There are several tests used to determine whether an owner's involvement constitutes material participation or not:

  • Participate in related activity more than 500 hours per year.
  • Participation constitutes nearly all the participation by everyone (including non-owners).
  • Activity is significant participation activity and taxpayer is active more than 100 hours, and their annual significant participation is more than 500 hours.
  • Must have participated in the activity for any five years — does not have to be consecutive — during the prior 10 tax years.
  • If there is a personal service activity, material participation has to be for any three tax years, consecutive or not, preceding the current tax year.
  • Taxpayer participates on a regular and substantial basis throughout the year.

Passive Loss Limitations and Grouping Elections

Passive losses can only offset passive income. This limitation can restrict your ability to deduct losses from passive activities unless:

  • You dispose of the passive activity (e.g., sell the business or rental property).
  • You group related activities under IRS Reg. §1.469-4 to combine passive and non-passive work (a strategic tax planning move).

Example:If you own two businesses—one where you participate materially and one where you do not—you may be able to group them into a single activity if they form an "appropriate economic unit." This grouping helps you qualify for material participation tests and deduct losses across entities.

Affordable Care Act

For several years now, the Affordable Care Act has added a 3.8 percent surtax on investment income. In order to avoid this tax, your investment income has to be considered non-passive or it must be offset with investment losses. This determination is made on an annual basis because your tax status may change from year to year.

Net Investment Income Tax and Passive Income

The Net Investment Income Tax (NIIT) adds a 3.8% surtax on passive income for individuals with modified adjusted gross income (MAGI) exceeding:

  • $200,000 (single)
  • $250,000 (married filing jointly)
  • $125,000 (married filing separately)

Passive income subject to NIIT includes:

  • Dividends
  • Interest
  • Rental income (if not materially participating)
  • Capital gains
  • Royalties

Non-passive income is not subject to NIIT, making it critical for high-income individuals to evaluate their material participation status each year to reduce tax exposure.

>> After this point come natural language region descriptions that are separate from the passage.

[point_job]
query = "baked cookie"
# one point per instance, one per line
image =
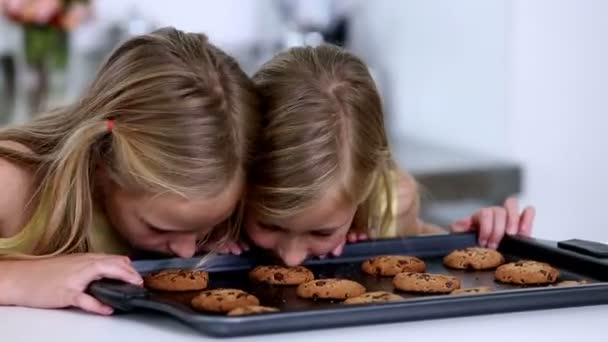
(425, 282)
(374, 297)
(390, 265)
(472, 290)
(475, 258)
(177, 280)
(223, 300)
(571, 283)
(251, 310)
(526, 272)
(330, 289)
(281, 275)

Frequently Asked Questions

  1. Can S corp income be considered passive income?
    Yes, if the shareholder does not materially participate in the business, the income may be classified as passive.
  2. What is the significance of material participation for taxes?
    Material participation determines whether income is subject to self-employment tax or the Net Investment Income Tax.
  3. Is S corp income subject to the 3.8% Net Investment Income Tax?
    Only if it is classified as passive. Non-passive income from S corps is generally exempt from this surtax.
  4. Can you group multiple businesses for passive activity rules?
    Yes, under IRS rules, you may elect to group activities to meet material participation standards and better manage losses.
  5. Are rental properties always considered passive income?
    Generally, yes—unless the taxpayer qualifies as a real estate professional or provides substantial services with short-term rentals.